Балатонский гамбит (Гавен) - страница 22

Он подвел Наталью к самодельному столику, усадил на ящик, заменяющий стул, поставил перед ней алюминиевую миску с мясом и жареными макаронами.

— Кушай, девонька.

— Я только чаю просила, — Наталья смутилась.

— А чай что? — Харламыч пожал плечами. — Вода она и есть вода. А силу-то где брать, небось ни маковой росинки во рту с утра?

— Да, верно, — призналась Наталья, — есть хочется.

— Вот и кушай. И запить чем тоже найдется, — он налил в стакан красного вина. — Все получше чая будет. Сейчас капитан подойдут со снайпершей. Все вместе и покушаете, потолкуете.

— Да, Харламыч, тепло у тебя, а на улице — жуть, — Наталья отпила вино.

— Наше дело крестьянское, — откликнулся тот, наклонившись к печке. — Первым делом стопи, дров заготовь, чтобы и дальше было чем топить. А вот и разведка вернулась.

В землянку спустились солдаты в камуфляже, старший сержант над ними.

— Садись, садись, Косенко, садись, ребята, — Харламыч загремел мисками.

— Разрешите, товарищ лейтенант, — скинув мокрый плащ, коренастый плотный разведчик пододвинул ящик к столу.

— Да, конечно, — Наталья даже смутилась. — Какие церемонии!

— Зря ходили, — опрокинув стакан с вином, сказал сержант Харламычу. — Весь передний край брюхом проелозили, нет стоящего языка.
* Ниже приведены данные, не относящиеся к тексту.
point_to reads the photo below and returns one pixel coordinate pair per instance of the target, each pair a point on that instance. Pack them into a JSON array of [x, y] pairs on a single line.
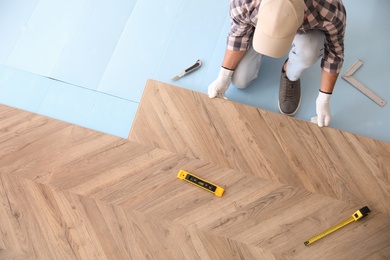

Все мелочь какая-то, шантрапа. От них какие сведения получишь. Что он утром на завтрак ел, это кому надо?

— Ничего, Миша, повылезают еще, — успокоил его Харламыч и подвинул миску с дымящимися макаронами, — ешь. Куда им деться-то.

— Наталья Григорьевна здесь уже? — в землянку спустился капитан Иванцов. — Харламыч, накормил?

— А как же, мы свою службу знаем, — откликнулся солдат.

— Сейчас эта Прохорова придет, — Иванцов как-то кисло дернул щекой. — Ногу подвернула. Санитары ей вправляют. Кто бы ей голову вправил, я бы тому в ноги поклонился. Давай, Харламыч, миску-то.

* * *

— Ты не горячись, Надя, не надо, и не расстраивайся, — шепнула Наталья новой подруге, мелкими глотками допивая вино. — Мне завтра в штаб Шумилова только к семнадцати надо. Так что утром вместе пойдем, я рядом буду, погляжу, чтоб никто не дергал по-пустому. Все получится, я уверена. Тогда и капитан отношение поменяет. Его тоже понять можно. Не хочется быть хуже всех.

Спустя час в землянку набилось много народа. Люди стояли, сидели на нарах и прямо на земляном полу. Солдаты, сержанты, офицеры. Многие небриты, в грязном обмундировании, с обветренными лицами и загрубелыми руками. Простые русские мужики, да и не только русские. Было два казаха. У одного фамилия — язык сломаешь — Турбанбердыев, так Иванцов за два года войны так и не выучился ее выговаривать. Всегда кричал: «Этого зови, Турбан… вот черт, ну, сам знаешь!» Ну, украинцы, конечно, с мягким окающим говорком, белорусы. В основном из деревень, из глубинки. Одних она знала меньше, других больше. У Иванцова она чувствовала себя спокойно. Капитан ее в обиду не давал — любого на место поставит, только брякни что-нибудь. Так постепенно и отстали все, привыкли, чуть ли не своей считать стали. С ними она чувствовала себя лучше, чем при штабе с офицерами, которые часто и пороха не нюхали. И смерти не боишься. А что бояться? Вначале боялись, а потом отпустило, как говорит Иванцов. И ее тоже отпустило после Сталинграда. На передовую она не боялась приезжать, даже стремилась сюда при каждом удобном случае.